Chiodo wants CVTC criminal justice students to know the emotional ins and outs of the job.
On the day of Chiodo’s presentation to the class, she left her uniform at home. She wanted students to realize she’s a person first, then a chief.
The students were riveted. They had well-prepared questions for Chiodo, they were engaged, and they received a message about understanding and working with diverse coworkers and community members, instructor Roder said.
“Our goal is to give them real-life perspective to prepare them for their future roles in the criminal justice system so they can best serve our communities,” he said. “This is a difficult time for police officers.”
Fewer people are applying to work in the profession, Roder said.
“Officers are stretched too thin with people outside of the profession expecting too much in areas that often are not police functions,” he said. “We talk about all of this in class – not to be negative, but to be real.”
He said even with heightened criticism, instructors let students know that local law enforcement agencies are not lowering their standards to attract candidates.
“We let our students know that they need to strive to be perfect 100 percent of the time while acknowledging that it is not possible.”

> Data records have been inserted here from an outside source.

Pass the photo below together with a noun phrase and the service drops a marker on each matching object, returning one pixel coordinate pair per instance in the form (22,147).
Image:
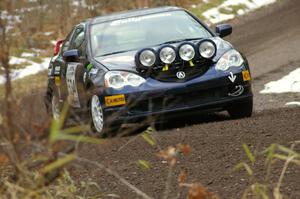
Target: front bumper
(209,92)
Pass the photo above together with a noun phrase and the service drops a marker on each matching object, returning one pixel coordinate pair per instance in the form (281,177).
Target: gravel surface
(270,38)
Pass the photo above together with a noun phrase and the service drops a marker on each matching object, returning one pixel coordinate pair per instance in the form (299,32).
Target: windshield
(144,31)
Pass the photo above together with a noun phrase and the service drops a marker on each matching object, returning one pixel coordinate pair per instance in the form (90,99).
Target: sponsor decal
(232,77)
(73,97)
(180,75)
(246,75)
(115,100)
(238,91)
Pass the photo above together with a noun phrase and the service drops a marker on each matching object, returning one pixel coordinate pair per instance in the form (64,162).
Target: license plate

Despite the many challenges students will face in their careers, Roder, a former officer, and Chiodo are passionate about the profession.
“There are wins every day. It’s about recognizing those wins,” Chiodo said. “This has been one of the lowest points as far as public opinion, but we don’t want people to be dissuaded. These students are in the same spot I was 30 years ago – the excitement and anxiety. If they’re already thinking about all of this, they’re already a step ahead.”